Hoje: 21-11-2024
Página escrita por Rubem Queiroz Cobra
Site original: www.cobra.pages.nom.br
O que uma estrutura associativa – um conjunto de células do sistema nervoso unidas por suas sinapses – contem não é um retrato ou uma escultura das coisas; é apenas uma combinação organizada dos sinais recebidos pelo sistema por via das sensações. Essa combinação permite, perante o espírito, a reconstrução mental das coisas como uma experiência de consciência.
Mostrou o estudo da fisiologia do cérebro que, no campo de visão, um objeto que é visto reúne impressões gravadas em uma variedade de células isoladas. Algumas células registram movimento, outras, linhas em uma direção específica; outras, superfícies específicas do objeto; outras as cores; outras as disparidades estereoscópicas, etc. É fisicamente impossível a síntese desses dados de modo que a consciência de um objeto pudesse ser mera leitura, mera “visão” de sua reprodução no cérebro.
Portanto, o objeto da consciência não é o objeto real mas um objeto que se constitui internamente de partes inclusive relativamente remotas. Ao tornar-se a coisa consciente, ocorre uma síntese que integra todos os elementos, seja essa coisa constituída de ideias, de sons, de imagens, etc. Esta síntese não é uma representação única, mas sim uma percepção única que contem inclusive, a reação emocional que a coisa desperta. A esta combinação de dados relativa a um objeto tenho chamado configuração associativa.

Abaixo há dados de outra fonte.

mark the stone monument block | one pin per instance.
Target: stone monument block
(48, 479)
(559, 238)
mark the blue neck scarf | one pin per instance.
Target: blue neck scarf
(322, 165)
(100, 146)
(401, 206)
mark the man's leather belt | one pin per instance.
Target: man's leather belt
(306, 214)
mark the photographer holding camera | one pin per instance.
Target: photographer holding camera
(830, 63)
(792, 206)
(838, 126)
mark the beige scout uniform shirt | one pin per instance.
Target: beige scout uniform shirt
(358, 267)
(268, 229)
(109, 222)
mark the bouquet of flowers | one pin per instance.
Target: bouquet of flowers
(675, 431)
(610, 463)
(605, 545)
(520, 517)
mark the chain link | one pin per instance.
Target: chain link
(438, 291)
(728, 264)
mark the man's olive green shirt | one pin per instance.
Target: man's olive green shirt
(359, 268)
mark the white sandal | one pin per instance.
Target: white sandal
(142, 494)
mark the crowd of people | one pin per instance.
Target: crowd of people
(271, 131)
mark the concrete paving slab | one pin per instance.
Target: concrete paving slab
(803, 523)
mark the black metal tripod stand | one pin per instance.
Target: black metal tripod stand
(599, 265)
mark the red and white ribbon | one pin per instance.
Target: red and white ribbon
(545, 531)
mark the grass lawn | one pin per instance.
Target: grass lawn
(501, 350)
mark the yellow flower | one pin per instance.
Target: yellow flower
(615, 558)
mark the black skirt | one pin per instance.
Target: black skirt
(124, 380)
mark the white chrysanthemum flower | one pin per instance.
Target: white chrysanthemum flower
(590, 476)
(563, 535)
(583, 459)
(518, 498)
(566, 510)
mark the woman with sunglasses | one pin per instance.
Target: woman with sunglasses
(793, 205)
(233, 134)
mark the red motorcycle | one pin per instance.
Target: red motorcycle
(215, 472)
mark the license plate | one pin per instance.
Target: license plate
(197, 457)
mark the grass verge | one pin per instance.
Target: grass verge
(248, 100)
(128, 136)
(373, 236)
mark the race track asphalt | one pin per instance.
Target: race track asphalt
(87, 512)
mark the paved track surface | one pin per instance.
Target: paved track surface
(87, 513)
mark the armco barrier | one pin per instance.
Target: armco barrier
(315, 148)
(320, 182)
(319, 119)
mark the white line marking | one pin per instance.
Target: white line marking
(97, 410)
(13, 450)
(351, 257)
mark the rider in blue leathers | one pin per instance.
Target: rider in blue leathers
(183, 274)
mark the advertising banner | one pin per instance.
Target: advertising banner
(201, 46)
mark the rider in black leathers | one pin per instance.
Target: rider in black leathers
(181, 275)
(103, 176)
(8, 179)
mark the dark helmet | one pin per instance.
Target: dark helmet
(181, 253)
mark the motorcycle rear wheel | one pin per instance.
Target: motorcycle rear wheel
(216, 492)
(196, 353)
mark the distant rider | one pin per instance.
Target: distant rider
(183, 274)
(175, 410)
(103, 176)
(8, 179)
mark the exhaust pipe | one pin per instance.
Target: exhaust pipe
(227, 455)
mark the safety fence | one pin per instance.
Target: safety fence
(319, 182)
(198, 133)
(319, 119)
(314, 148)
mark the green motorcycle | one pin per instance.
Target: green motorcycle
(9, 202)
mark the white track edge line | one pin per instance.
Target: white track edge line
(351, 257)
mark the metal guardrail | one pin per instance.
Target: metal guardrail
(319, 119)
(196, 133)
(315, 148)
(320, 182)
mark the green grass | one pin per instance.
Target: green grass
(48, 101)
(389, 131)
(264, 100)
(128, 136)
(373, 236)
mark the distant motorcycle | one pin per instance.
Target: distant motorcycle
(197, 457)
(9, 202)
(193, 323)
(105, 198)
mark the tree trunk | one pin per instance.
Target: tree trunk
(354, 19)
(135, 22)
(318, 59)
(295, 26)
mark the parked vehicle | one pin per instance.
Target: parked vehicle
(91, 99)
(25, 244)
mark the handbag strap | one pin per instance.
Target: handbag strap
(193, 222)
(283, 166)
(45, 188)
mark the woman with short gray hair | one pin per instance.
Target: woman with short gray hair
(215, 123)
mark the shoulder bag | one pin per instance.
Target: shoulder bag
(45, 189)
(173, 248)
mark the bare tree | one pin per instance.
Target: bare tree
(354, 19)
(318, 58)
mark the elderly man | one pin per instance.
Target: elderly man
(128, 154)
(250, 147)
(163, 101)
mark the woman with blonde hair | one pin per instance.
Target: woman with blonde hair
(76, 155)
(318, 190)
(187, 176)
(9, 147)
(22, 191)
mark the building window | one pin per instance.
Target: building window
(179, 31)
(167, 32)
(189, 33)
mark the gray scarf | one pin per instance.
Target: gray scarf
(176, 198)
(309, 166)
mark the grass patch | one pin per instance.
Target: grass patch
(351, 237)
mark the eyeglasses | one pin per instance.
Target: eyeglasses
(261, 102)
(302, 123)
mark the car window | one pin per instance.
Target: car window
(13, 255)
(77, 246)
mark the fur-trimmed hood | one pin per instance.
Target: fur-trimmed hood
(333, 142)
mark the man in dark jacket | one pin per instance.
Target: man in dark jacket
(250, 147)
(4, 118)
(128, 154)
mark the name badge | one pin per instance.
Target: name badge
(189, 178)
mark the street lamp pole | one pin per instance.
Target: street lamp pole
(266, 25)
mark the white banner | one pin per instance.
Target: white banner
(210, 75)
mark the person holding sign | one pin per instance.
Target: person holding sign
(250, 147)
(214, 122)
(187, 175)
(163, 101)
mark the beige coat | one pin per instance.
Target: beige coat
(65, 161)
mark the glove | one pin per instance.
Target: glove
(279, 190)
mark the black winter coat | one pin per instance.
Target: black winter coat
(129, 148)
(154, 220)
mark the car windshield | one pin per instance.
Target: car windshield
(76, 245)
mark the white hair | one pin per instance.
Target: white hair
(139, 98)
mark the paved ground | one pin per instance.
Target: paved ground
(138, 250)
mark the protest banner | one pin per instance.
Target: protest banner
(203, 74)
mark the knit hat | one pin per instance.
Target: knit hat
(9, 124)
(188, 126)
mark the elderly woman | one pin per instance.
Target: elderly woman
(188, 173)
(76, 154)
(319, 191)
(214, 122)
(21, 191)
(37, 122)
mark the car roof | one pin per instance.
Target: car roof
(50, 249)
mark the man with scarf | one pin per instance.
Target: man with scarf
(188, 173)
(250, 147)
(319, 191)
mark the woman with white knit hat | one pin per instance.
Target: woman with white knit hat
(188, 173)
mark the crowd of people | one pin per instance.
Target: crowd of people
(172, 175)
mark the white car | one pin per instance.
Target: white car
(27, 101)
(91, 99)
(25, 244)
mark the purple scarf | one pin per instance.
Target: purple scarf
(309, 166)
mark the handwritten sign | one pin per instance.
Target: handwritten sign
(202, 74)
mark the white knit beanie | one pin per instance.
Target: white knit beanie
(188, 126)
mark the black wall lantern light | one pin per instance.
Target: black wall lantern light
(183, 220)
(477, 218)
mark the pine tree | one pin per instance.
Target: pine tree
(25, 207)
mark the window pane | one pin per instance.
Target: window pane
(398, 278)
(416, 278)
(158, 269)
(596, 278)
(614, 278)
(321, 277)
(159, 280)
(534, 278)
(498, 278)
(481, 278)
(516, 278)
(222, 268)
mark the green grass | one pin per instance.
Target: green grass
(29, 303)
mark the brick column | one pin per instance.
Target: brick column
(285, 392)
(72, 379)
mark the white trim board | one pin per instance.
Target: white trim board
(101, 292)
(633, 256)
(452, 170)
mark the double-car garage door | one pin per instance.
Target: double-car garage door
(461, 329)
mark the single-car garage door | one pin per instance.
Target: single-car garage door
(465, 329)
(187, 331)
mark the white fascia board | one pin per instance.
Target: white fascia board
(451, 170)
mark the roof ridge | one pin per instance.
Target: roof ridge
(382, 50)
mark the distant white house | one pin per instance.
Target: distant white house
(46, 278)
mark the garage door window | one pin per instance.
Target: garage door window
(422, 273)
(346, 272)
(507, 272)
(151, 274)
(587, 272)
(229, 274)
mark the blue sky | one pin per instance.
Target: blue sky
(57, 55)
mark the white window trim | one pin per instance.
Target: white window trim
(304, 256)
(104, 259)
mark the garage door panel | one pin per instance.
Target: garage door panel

Por essa razão, acho que se poderia chamar os objetos que conhecemos de objetos configurados porque não estão na mente como réplicas da realidade, mas como uma representação, na forma de configurações associativas que os dão à consciência como ideias, como conceitos, como projetos, como objetos dos sentidos, enfim, como objetos ideais. E essas configurações se constroem seguindo certas sintaxes naturais com que o sistema associativo está equipado.
As Sintaxes Associativas Do Pensamento. A identidade das coisas depende sempre das interligações de uma síntese, e essa coisa sintetizada, considerada em outra escala maior, entra também na síntese de algo maior, passa a ser um detalhe íntimo, conhecido na análise de uma estrutura superior. Se os elementos do que é visto não encontrassem uma sintaxe associativa de união, de síntese, a coisa não seria conhecida, seus sinais não encontrariam harmonia possível na mente para qualquer grau de percepção. Evidentemente esse conceito de sintaxe associativa tem afinidade com aquilo que, como visto atrás, está no pensamento de Piaget, de Kant, e de Leibniz o primeiro fala de esquemas possíveis, o segundo fala de categorias, e o terceiro, de predisposições. Mas acredito que o conceito de sintaxe como eu o utilizo pode ser ainda mais abrangente, porque não o aplico somente ao pensamento, que é aquilo com o que Piaget e Kant e Leibniz se preocupam, mas também às formulações que conduzem a sentimentos e comportamentos que têm uma origem inconsciente.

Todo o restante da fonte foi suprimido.